It had been a week and Mom continued to be a lot more “Mom-like.” Friday night, my brother, sister-in-law and youngest nephew came up to meet us for dinner at a local restaurant. I told my brother Mom had been doing better, but seeing is believing.
I helped her with her clothing selections because some of her sweaters had little stains she can’t see. She did her make-up and hair herself (I helped with the back). She even put her boots on unassisted.
My brother called to say he was on the way. We decided to meet at the restaurant so we could reserve a table for 6 and be seated shortly after their arrival. That strategy worked out well.
We sat down and looked over our menus. For the first time in many years, Mom ordered a cocktail. There have been times when she was up for a glass of white wine, but generally, she goes for water or tea. Last night, she asked for what my sister-in-law ordered (double vodka with cranberry) and we all looked at each other in shock. Then, without agonizing, she ordered chicken parmigiana with a lobster tail! Again, there was an exchange of surprised looks around the table.
Everyone (except my 9 year old nephew, who is obsessed with video games and mostly attended to his iPad as the grown-ups conversed) ate and drank with gusto. Mom even laughed out loud a few times.
When we got home, Mom stayed up and watched TV with me. I passed out in my chair; she came over to kiss me goodnight and she went to bed.
In the morning, Mom got up a little later than usual (9:15 or so) and I asked her if she was hung over. She smiled and said she felt pretty good. I said it seemed like she had a really good time last night. She said she felt “human.”
My brother called around 10 to say what a good time they had with us. He said Mom had told him she felt that she had been depressed and it was finally lifting. (When I spoke to her about it later, she had no recollection of that exchange). I mentioned some of the changes I’ve been making to her regimen, including some supplements and better diet. The Exelon patches don’t appear to be doing anything negative, and they may be helping to arrest the progress of her cognitive issues. And social interaction with caregivers has some value as well.
As Sunday progressed, Mom’s confusion became more profound again. When I told her that her usual caregiver would be back on Monday, she couldn’t remember who that was, claiming to have only met her once (and it’s been over 2 weeks). Her weekend caregiver tried to engage her in simple word games and puzzles. No interest there. No connection to the day of the week, even as she glanced at the Sunday paper.
As someone who has no innate sense of direction, I have learned to achieve a comfort level with being lost. It’s been years since I’ve panicked over not knowing where I am; it’s just part of the way I live my life. (I always carry maps in the car and my recent acquisition of a GPS device has been a boon in this regard). But the point is, I’m glad that to have a nature that allows me to stay calm despite seismic shifts. Another one is coming.
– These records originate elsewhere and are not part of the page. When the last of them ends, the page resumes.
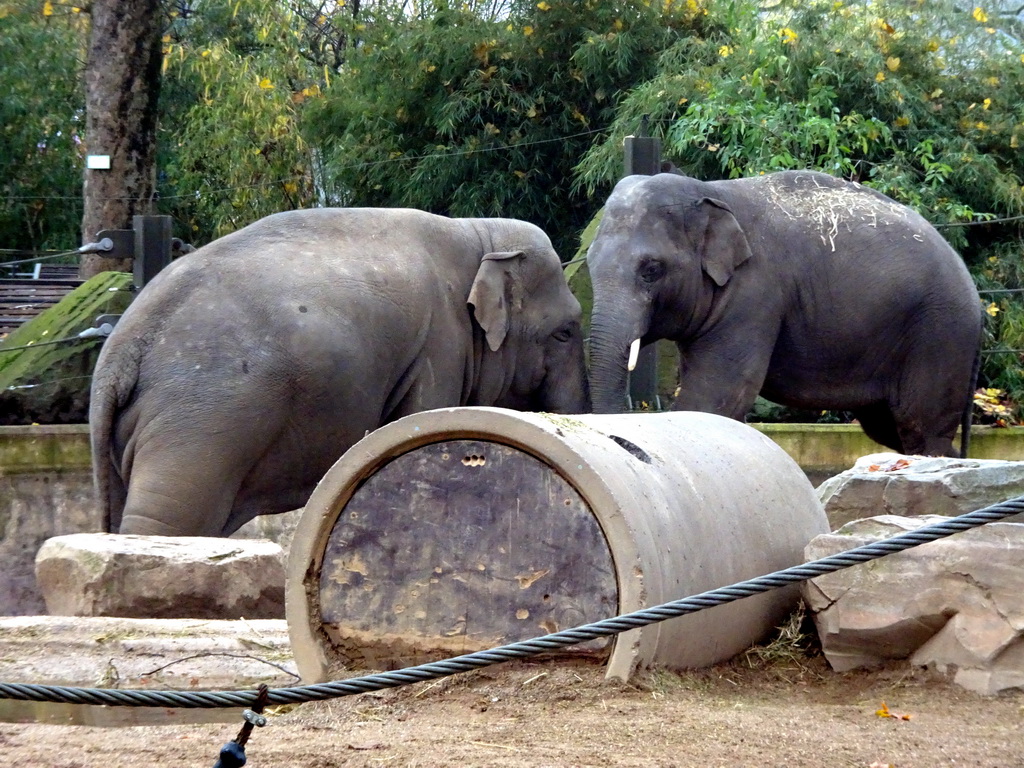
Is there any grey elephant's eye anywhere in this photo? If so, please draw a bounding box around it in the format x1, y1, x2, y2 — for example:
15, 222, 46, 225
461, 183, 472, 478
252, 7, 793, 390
637, 259, 665, 283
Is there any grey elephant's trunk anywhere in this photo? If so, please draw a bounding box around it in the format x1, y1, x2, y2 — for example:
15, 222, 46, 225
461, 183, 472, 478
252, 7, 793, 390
590, 300, 641, 414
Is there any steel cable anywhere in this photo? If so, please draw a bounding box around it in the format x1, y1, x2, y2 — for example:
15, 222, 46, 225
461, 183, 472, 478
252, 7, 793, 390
0, 496, 1024, 709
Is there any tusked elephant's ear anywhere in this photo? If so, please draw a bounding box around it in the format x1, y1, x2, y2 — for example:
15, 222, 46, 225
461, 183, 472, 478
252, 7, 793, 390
469, 251, 523, 352
699, 198, 751, 287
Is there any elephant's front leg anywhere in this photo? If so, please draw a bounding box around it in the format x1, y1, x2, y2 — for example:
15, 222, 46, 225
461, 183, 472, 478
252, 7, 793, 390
672, 339, 771, 421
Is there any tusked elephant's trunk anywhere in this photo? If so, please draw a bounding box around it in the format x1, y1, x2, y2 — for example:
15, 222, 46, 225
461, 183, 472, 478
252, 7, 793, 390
590, 291, 646, 414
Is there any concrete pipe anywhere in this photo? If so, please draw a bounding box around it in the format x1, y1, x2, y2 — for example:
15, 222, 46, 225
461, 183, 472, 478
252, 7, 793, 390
286, 408, 828, 682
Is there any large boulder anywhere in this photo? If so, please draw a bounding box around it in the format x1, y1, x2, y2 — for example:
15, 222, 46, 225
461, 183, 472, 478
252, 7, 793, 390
36, 534, 285, 620
803, 515, 1024, 694
0, 272, 132, 424
818, 454, 1024, 529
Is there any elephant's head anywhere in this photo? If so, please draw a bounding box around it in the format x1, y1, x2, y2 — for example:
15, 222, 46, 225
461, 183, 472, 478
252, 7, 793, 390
587, 173, 751, 413
469, 237, 590, 414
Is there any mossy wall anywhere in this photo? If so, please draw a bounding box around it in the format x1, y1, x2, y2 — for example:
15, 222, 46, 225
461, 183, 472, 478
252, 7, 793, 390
0, 272, 132, 424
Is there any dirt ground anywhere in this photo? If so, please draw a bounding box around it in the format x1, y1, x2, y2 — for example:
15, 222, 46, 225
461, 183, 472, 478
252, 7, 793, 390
0, 654, 1024, 768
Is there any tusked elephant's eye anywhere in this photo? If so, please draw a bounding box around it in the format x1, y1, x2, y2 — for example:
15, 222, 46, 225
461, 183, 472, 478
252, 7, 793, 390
637, 259, 665, 283
551, 328, 572, 341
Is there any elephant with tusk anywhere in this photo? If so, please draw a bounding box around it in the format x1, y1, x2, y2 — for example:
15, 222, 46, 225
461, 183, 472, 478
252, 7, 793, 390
587, 171, 982, 456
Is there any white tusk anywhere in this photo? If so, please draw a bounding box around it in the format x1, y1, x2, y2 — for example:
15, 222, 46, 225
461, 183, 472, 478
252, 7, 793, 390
626, 339, 640, 371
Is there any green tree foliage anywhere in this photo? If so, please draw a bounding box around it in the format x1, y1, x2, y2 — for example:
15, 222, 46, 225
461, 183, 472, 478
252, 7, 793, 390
158, 0, 323, 243
306, 0, 720, 259
0, 2, 86, 252
579, 0, 1024, 421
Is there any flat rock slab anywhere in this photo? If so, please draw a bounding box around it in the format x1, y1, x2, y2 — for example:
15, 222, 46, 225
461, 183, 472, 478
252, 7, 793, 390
802, 515, 1024, 694
0, 616, 298, 696
36, 534, 285, 620
818, 454, 1024, 529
My birthday is on a Saturday this year and I asked for coverage that evening so I can go out with my husband without concern; my own birthday present to myself. Whether she needs it or not, it’s good to know someone will be there.
One of my favorite expressions comes from Yiddish: “Man makes plans and God laughs.” All I can do is prepare, and when the old puppet master in the sky starts chuckling, hope he’ll let me in on the joke every now and then.